Can Ted Lasso season two possibly top season one, or does it have a case of “the yips” (don’t say it out loud.)

The charming Apple TV+ comedy that garnered an Emmy nomination for best comedy series (along with eight acting nominations) dropped the first episode of its sophomore season Friday, and just as the story picks up where the season finale ended, so do those warm fuzzy feelings you get from watching.

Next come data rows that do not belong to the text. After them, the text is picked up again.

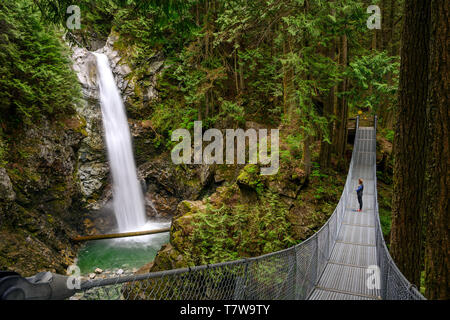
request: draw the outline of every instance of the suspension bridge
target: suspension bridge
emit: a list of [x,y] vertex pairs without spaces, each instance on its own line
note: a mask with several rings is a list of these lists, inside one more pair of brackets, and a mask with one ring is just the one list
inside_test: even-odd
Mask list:
[[[344,191],[325,225],[291,248],[259,257],[76,283],[49,272],[0,278],[4,299],[421,300],[399,271],[381,230],[376,177],[376,117],[360,127]],[[356,212],[358,179],[363,211]],[[68,285],[69,284],[69,285]]]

In season one, American football coach Ted Lasso (Jason Sudeikis) gets hired by owner Rebecca Welton (Hannah Waddington) to tank the Richmond (U.K.) football club, just so she can stick it to her ex-husband. Lasso knows nothing about coaching soccer, and initially it seems that she’s going to get her wish. But Ted is an extraordinary person, and his earnest and relentlessly positive demeanor rubs off on everyone, from Rebecca to the players, fans and staff. Even cynical journalists are feeling the Lasso love.

In the first season, Richmond’s fortunes rise high and it looks like the club will win just enough matches to stave off relegation (basically the whole club gets demoted to a lesser league), but of course, that would have been too easy, and not at all Emmy-worthy.

So season two is all about rebuilding, about dealing with change, and finding the strength to keep going after a devastating loss. And it’s about avoiding “the yips” – that superstitious but all too real feeling that you are doomed to fail and there is nothing else you can do about it.

Rebecca’s yips are about dating. She’s finally shaken off the romantic curse put on her by her loathsome ex and thinks she’s found a great match, but is she selling herself short? Aging football legend Roy Kent (Brett Goldstein) reluctantly retired at the end of the first season, and tells himself that coaching his niece’s under-nine team, living with Keeley (Juno Temple) and dishing on reality television with his gal pals is enough. But is he in denial? And Ted himself can’t seem to push the team to a win, notching several tie games in succession. What’s holding him back?

Then there’s ace kicker Dani Rojas (Cristo Fernandez), who gets a major case of the yips when he accidentally kills the team mascot with a penalty shot. (It’s funnier than it sounds.) His remorse and fear is so bad, the team calls in sports psychologist Dr Sharon Fieldstone, played by Sarah Niles.

Fieldstone unnerves Ted because although she doesn’t have the easy-going jokiness that Ted shares with the team, she has something he lacks: the ability to connect. Fieldstone literally speaks the players’ language (in this case Spanish and French), meaning she communicates with members of his team in a way he never can. But it’s more than that; after Dani is ‘cured’ in one session, Ted wants to know Fieldstone’s secrets because he sees the limitations of his own abilities. Not every problem can be solved with homespun wisdom and can-do attitude.

Adding this new dimension to the story, this chink in Ted’s invincible spirit, is going to propel the story somewhere interesting. And as we see Ted’s (and everyone else’s) vulnerabilities, we won’t be losing the parts of the show we love so much. The characters are as lovable as they were when we saw them last. The show has lost none of its humor or its heart.

Ted Lasso the coach may not yet be able to score a victory, but Ted Lasso is still a winner.